Accounts Receivable Financing



On February 21, 2019, the Company entered into a factoring agreement with an unrelated third party, Advance Business Capital LLC, dba Interstate Capital ("ICC"), pursuant to which the Company sells the majority of its accounts receivable to ICC for 85% of the value of the receivable. The term of the agreement is for 12 months and automatically renews for additional 12-month periods. The accounts receivable are sold with recourse back to the Company, meaning that the Company bears the risk of non-payment by the account debtor. To secure its obligations to ICC, the Company has granted a blanket security interest in its other assets, such as inventory, equipment, machinery, furniture, fixtures, contract rights, and general intangibles. The loan is guaranteed by two major shareholders of the Company. On September 11, 2019, the lender (which now does business as Triumph Business Capital) entered into an amended agreement with the Company which lowered the interest charged by the lender from 0.49% for every 10 days to prime rate (with a floor of 5.5%) plus 3%. On January 27, 2021, the agreement was further amended to include the factoring of purchase orders at the Wall Street Journal Prime Rate. As of June 30, 2021 and December 31, 2020, the Company owes $1,112,856 and $649,502, respectively for advances on their receivables. Of the $1,112,856 amount, $116,119 is related to the factoring of purchase orders. The Company bears all credit risk related to the receivables factored.

Alternative Financial Planning

The Company has no alternative financial plans at the moment. If the Company is not able to successfully raise monies as needed through a private placement or other securities offering (including, but not limited to, a primary public offering of securities), the Company's ability to survive as a going concern and implement any part of its business plan or strategy will be severely jeopardized.

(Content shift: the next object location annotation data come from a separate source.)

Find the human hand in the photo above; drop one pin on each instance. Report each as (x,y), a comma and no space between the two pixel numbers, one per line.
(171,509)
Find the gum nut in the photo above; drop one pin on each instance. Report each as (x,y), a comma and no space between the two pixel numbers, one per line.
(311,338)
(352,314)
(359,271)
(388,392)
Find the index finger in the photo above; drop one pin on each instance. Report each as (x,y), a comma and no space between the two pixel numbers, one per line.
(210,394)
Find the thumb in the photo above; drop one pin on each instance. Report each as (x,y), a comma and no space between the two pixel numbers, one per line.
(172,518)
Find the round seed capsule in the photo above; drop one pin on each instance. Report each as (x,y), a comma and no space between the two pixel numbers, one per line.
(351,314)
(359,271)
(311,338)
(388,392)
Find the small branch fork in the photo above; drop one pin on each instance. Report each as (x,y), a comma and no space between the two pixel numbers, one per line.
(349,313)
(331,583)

Critical Accounting Policies



The financial statements of the Company have been prepared in accordance with accounting principles generally accepted in the United States. The preparation of these financial statements requires making estimates and judgments that affect the reported amounts of assets, liabilities, revenues and expenses, and related disclosure of contingent assets and liabilities. The estimates are based on historical experience and on various other assumptions that are believed to be reasonable under the circumstances, the results of which form the basis of making judgments about the carrying values of assets and liabilities that are not readily apparent from other sources. Actual results may differ from these estimates under different assumptions or conditions.

Off-Balance Sheet Arrangements

The Company has no off-balance sheet arrangements that have or are reasonably likely to have a current or future effect on its financial condition, changes in financial condition, revenues or expenses, results of operations, liquidity, capital expenditures or capital resources.